Fall: Starke Bauchschmerzen bei einer 16-Jährigen nach einer kräftigen Umarmung. Woran könnte es liegen? 

Elena Zafirova, MD; Milcho Panovski, MD, PhD

Interessenkonflikte

18. Februar 2010

Diskussion

Das Abdomen-CT zeigt eine mit Flüssigkeit gefüllte, unscharf begrenzte zystische Struktur im IV. Lebersegment (Lobus quadratus). Die Raumforderung kommuniziert mit der Gallenblase und ist mit einer kleinen Menge an freier Flüssigkeit um die Leber herum und mit der Bauchhöhle verbunden. Diese Befunde sprechen zusammen mit der Eosinophilie als allergischer Reaktion und den anamnestisch akut verstärkten Bauchschmerzen nach plötzlichem Druck auf das Abdomen für eine rupturierte Hydatidenzyste. Hydatiden sind Larvenstadien von Bandwürmern.

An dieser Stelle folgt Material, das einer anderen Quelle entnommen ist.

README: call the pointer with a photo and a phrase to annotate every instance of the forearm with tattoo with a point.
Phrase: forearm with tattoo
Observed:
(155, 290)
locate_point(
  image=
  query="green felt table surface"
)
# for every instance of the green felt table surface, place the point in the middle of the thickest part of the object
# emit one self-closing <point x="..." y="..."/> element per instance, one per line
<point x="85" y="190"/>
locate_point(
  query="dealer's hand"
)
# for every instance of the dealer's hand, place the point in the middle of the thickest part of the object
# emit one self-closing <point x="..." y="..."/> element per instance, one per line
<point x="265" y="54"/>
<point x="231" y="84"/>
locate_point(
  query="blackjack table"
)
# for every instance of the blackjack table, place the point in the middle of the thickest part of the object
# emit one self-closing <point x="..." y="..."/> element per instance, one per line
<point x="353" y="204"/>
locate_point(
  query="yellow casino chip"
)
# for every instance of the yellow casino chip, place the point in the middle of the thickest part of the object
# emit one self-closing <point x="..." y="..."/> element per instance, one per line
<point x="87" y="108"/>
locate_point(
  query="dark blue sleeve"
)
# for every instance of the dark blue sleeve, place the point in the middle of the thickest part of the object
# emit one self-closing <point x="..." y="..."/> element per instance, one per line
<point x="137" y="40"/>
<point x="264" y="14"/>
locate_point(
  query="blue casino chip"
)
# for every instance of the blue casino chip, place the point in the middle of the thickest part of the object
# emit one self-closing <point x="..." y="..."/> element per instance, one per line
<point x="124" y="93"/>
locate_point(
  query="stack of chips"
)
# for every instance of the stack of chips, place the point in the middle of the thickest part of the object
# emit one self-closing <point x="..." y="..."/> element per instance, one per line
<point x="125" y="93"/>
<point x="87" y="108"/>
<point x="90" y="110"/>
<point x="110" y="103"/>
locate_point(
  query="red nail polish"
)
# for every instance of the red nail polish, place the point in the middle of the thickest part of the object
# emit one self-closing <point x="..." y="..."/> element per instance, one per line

Die Echinokokkose (Hundebandwurmkrankheit) ist eine Infektion, welche durch das Larvenstadium kleiner Bandwürmer der Gattung Echinococcus verursacht wird. Echinococcus ist ein zoonotischer Parasit, dessen Lebenszyklus einen obligaten Wirtswechsel zwischen Endwirten/Raubtierwirten (Hund, Katze, Fuchs) und Zwischenwirten/Beutewirten (Nager, Schafe, Kamele) vorsieht. Der Mensch ist hier ein Fehl-Zwischenwirt. Die Echinokokkose kommt global vor und hat in Endemiegebieten wie China, dem mittleren Osten und Südamerika eine Prävalenz zwischen 1% und 10% [1].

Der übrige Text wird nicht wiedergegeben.